Hacker News new | ask | show | jobs
by quickgist 493 days ago
For some reason, most of these (and other narration AIs) sound like someone reading off a teleprompter, rather than natural speaking voices. I'm not sure what exactly it is, but I'm left feeling like the speaker isn't really sure of what the next words are, and the stresses between the words are all over the place. It's like the emphasis over a sentence doesn't really match how humans sound.
6 comments

Yup, and that's going to be the case until AI's can really model human psychology.

Speech encodes a gigantic amount of emotion via prosody and rhythm -- how the speaker is feeling, how they feel about each noun and verb, what they're trying to communicate with it.

If you try to reproduce all the normal speech prosody, it'll be all over the place and SoUnD bIzArRe and won't make any sense, and be incredibly distracting, because there's no coherent psychology behind it.

So "reading off a teleprompter" is really the best we can do for now -- not necessary affectless, but with a kind of "constant affect", that varies with grammatical structures and other language patterns, but no real human psychology.

It's a gigantic difference from text, which encodes vastly less information.

(And this is one of the reasons I don't see AI replacing actors for a looong time, not even voice actors. You can map a voice onto someone else's voice preserving their prosody, but you still need a skilled human being producing the prosody in the first place.)

What if you have it read the script, then say, “hey, at this point, what is the character feeling? What are they trying to accomplish? What is there relationship to each person in the scene?”

And then you get that and prompt the model to add inflection and pacing and whatever to the text to reflect that. You feed that into the speech model.

It seems like it could definitely do the first part (“based on this text, this character might be feeling X”); the second part (“mark up the dialogue”) seems easier; the third part about speech seems doable already based on another comment.

So we are pretty close already? Whatever actors are doing can be approximated through prompting, including the director iterating with the “actors”.

> What if you have it read the script, then say, “hey, at this point, what is the character feeling?...

Sure, but now how do you make sure all the answers to those questions are consistent? Across clauses, sentences, paragraphs? To do that, you need to have an entire understanding of human psychology.

And I haven't seen any evidence that LLM's possess that kind of knowledge at all, except at the most rudimentary level of narrative.

Just think of how even professional directors struggle to communicate to an actor the emotional and psychological feeling they're looking for. We don't even have words or labels for most of the things, and we say "you know how you feel in a situation when <a> and <b> but <c>? You know that thing? No, not that, but when <d>. Yeah, that." Most of these things operate on an intuitive, pre-verbal level of thinking in our brain. I don't think LLM's are anywhere close to being able to capture that stuff yet.

You have to shape the voices in the tools, if you just spit them out they're junk but if you take the time to shape the voice a bit it gets better quickly, this is a cheap 11labs voice with 30 seconds spent on some basic shaping: https://s.h4x.club/bLuNlJWx

Still a bit teleprompter-ish but there are tools to go in and adjust pace and style throughout and you probably hear a lot of stuff with people not using those creative features. 11labs might very well be one of the best bits of software I've used, it's a great deal of fun to play with and if you're willing to spend the time the results are superb - I don't even have a use case, I just like making them because they're fun to listen to, ha!

What is shaping the voice means?
You---can, really--slow, speed up or change, how, things sound, by, -- using queues like this, to control how the voice,,, - tells the story {{3sec}} - once you find a voice you like, you can go in and {{1sec}}

//

control how,

it goes about {{1sec}} story telling.

PlayHT's voices are nowhere near as good as ElevenLabs. These self-reported studies are marketing.

In any case, voice is such a thin vertical that I half expect the Chinese to release an open source TTS model that out-performs everything on the market. Tencent probably has one of these cooking right now.

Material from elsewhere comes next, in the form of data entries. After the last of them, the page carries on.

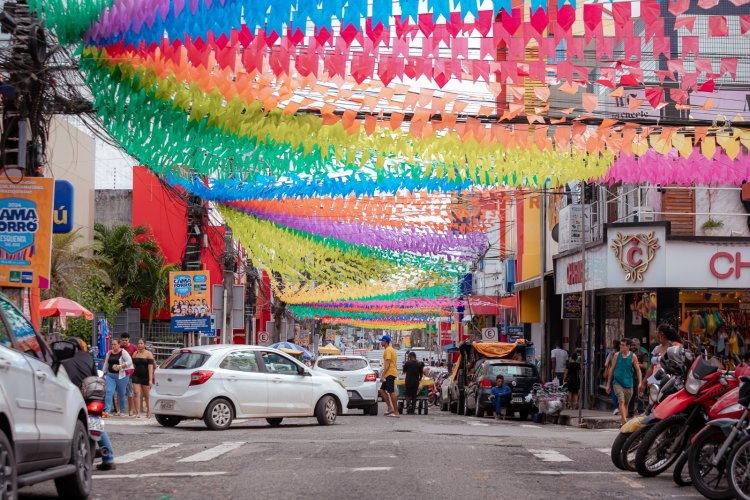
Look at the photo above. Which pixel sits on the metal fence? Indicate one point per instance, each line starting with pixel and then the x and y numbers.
pixel 161 341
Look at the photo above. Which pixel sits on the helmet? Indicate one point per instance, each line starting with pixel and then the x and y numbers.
pixel 674 361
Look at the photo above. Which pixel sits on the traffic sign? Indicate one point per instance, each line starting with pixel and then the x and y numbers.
pixel 489 334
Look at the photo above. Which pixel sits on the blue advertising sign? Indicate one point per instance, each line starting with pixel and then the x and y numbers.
pixel 62 209
pixel 189 302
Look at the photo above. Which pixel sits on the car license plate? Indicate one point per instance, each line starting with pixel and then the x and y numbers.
pixel 95 424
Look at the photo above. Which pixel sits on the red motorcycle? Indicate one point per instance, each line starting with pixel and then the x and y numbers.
pixel 710 448
pixel 680 416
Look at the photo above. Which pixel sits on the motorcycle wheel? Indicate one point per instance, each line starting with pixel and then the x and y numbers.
pixel 616 452
pixel 738 469
pixel 630 448
pixel 681 474
pixel 653 455
pixel 709 480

Oof. I've heard recent AI generated narrators, and they were OK (much better than a few years ago, much worse than professional humans), but something about the digital postprocessing in this article's youtube video reminded me of fingernails on a chalkboard.

I couldn't get half way through.

This is an excellent point: there's some sort of oddity where it's hard to say its definitively AI, but I can definitively say it's a...low quality human?

I really like "off a teleprompter", it accurately characterizes the subtle dissonances where it sounds like someone who is reading something they haven't read before. 0:14 "infectious (flat) beatsss (drawn out), which is near diametrically opposed to the paired snappy 0:12 "soulful (high / low) vocals (high)."

Most of these models are trained on audiobooks, which could explain the teleprompter feeling vs a natural conversational feeling.